One question, when doing salt water quench with W2 if you have done this what tempering temperatures do you like or are they generally the same? Thanks.
Hey Quint, I have only done 3 blades in Brine both were W2 and both cracked in half. I am a Parks 50 guy for now. Not much help for you on this one

Please, what is this cotton Make up pad ? Thanks. Frank

Frank- This is what they look like. you can get them pretty much anywhere that sells makeup. I buy them in bulk and should invest in their stock at the rate I use them. I hear if you put 100% ammonia on them and sniff you get high... Then DIE!!! :eek:
Make-Off-Signature-Cosmetic-Pads.jpg
 
Thanks Ryan no biggie. I am gonna experiment as I go, shouldnt be to terribly different.

Question that you may be able to help with. Did you heat your brine at all or use it at room temp? Everything that I have read seems to make me think it should be about 120f or so (maybe less or more) to help prevent cracking. Among other things like even grinds and careful blade immersion.
 
Reading through this was very helpful, and will hopefully (hopefully being the keyword here) aid me in strengthening hamons on my future blades. Other searches and advice was covering the very VERY basics, no mentioning of the "why's and how's" or there were other massive chunks of info missing...very tight-lipped bunch. Kudos to you.
 
Quint, I had my Brine at the current temp in my work shop which was around 90 F at the time. But I have heard both heated to 120F and room temp by successful makers. I have done some research on getting better results next time I give it a try and will be doing a Brine then Oil combination quench.

Ninja, What I shared is out there for everyone to read. I just settled on this combination, which will change over time based on my past experience.
 
Hey Quint, I have only done 3 blades in Brine both were W2 and both cracked in half.

The brine was so harsh it erased the existence of an entire knife!

Just kidding :) Awesome stuff, and I love the finish you're getting.
 
Great job Ryan. Very clear and informative, thanks for taking your time to post this. I'm printing this and putting it in my hamon notebook. :)
 
Very nice walk through! And those pictures speak for themselves...

Now, while I always put my blades in edge up anyhow, I question your heat sink theory.
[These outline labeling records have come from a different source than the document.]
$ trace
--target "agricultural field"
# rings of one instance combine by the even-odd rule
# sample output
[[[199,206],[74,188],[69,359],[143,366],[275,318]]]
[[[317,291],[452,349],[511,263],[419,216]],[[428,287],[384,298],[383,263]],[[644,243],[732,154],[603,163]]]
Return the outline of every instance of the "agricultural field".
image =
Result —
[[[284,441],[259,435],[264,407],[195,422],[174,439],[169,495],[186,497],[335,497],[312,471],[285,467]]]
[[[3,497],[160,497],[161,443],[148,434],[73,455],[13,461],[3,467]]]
Theoretically, (given that you allowed your oven sufficient time to "equalize", should not everything be roughtly 1470F?

Have you actually noticed a difference in heating edge up vs. edge down? Just curious.
 
Yeah, I know it's an old thread. But this topic will always be of interest so it will always be revisited. Thanks Ryan for posting this write up. As new makers (like me) get to the point in their development where they start experimenting with these techniques they will inevitably start searching out this kind of information. Thanks for adding your process to the list of tested techniques.


"Clay Coat:
Apply a thin coat of Furnace Cement (Rutlands) or Satanite on the spine with thin fingers coming down in the same place on both sides of the blade. Do not go all the way to the cutting Edge. (I will attach a photo of one of my knives with the clay on it). I also thin out the cement and use a small art paint brush to wash around the edges of the already applied clay to increase the Ashi (White stuff in the Hamon when polished up). After I have applied the clay I let it air dry for a few hours, then place in the oven at 275F for 30 minutes to dry completely. "
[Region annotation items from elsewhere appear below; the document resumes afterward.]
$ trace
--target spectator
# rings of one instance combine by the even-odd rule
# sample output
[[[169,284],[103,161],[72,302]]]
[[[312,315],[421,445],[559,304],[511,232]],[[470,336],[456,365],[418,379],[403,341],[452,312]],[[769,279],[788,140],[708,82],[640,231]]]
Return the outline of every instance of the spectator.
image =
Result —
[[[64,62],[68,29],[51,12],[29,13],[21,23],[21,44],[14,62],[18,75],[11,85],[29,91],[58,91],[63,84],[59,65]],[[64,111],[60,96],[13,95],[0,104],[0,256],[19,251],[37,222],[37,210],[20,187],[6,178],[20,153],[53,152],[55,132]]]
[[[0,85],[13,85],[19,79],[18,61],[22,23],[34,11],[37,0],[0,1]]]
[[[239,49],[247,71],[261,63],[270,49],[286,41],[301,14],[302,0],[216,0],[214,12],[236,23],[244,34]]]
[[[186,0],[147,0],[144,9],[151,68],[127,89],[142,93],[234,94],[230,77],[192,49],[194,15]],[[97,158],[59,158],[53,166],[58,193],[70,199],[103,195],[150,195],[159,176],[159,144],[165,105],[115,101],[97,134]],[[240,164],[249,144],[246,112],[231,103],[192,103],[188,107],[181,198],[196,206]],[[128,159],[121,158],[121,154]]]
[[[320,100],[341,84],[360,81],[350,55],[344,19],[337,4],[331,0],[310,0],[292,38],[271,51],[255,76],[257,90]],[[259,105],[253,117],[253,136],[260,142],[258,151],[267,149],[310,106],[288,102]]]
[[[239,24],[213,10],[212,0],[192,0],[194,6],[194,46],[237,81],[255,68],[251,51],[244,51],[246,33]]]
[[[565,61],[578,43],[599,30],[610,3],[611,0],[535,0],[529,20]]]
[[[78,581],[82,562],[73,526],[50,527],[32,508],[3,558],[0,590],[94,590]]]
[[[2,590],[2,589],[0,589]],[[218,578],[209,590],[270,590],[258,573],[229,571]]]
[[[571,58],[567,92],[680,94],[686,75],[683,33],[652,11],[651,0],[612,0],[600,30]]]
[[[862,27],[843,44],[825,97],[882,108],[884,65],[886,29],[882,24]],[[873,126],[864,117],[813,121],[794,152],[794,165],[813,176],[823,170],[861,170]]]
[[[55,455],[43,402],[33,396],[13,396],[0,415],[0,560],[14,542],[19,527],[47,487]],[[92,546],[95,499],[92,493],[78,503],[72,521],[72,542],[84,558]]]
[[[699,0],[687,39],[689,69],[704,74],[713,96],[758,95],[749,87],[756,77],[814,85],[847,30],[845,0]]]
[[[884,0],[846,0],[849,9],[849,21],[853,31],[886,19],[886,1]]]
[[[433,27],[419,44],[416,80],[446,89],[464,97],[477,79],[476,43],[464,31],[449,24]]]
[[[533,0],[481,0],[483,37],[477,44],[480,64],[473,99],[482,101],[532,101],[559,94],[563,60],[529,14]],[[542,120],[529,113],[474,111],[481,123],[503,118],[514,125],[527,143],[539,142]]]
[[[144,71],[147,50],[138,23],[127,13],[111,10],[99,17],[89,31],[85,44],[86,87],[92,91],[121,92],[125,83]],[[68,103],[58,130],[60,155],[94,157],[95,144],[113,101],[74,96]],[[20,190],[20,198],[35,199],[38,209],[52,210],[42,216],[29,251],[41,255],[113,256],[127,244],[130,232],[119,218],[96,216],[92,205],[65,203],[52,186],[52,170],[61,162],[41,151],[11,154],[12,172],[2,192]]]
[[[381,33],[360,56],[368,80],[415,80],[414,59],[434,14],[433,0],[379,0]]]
I just wanted to clarify one point here. Ashi isn't necessarily the white stuff in the hamon. It refers to the tentacles or bits that emanate down from the main line of the hamon. "Ashi" in Japanese directly translates into "legs". In your first photo, the bits of clay/satanite/cement on your blade dropping down from the main body of your insulation would be ashi or produce ashi in the hamon. But that is a small point. I will be referring to your post frequently as I begin experimenting with this technique on my own blades. Thanks for your contribution.
 
Thanks for the bringing this one up. This is an nice easy to understand breakdown on hamons and the felt pad sanding block idea is genius.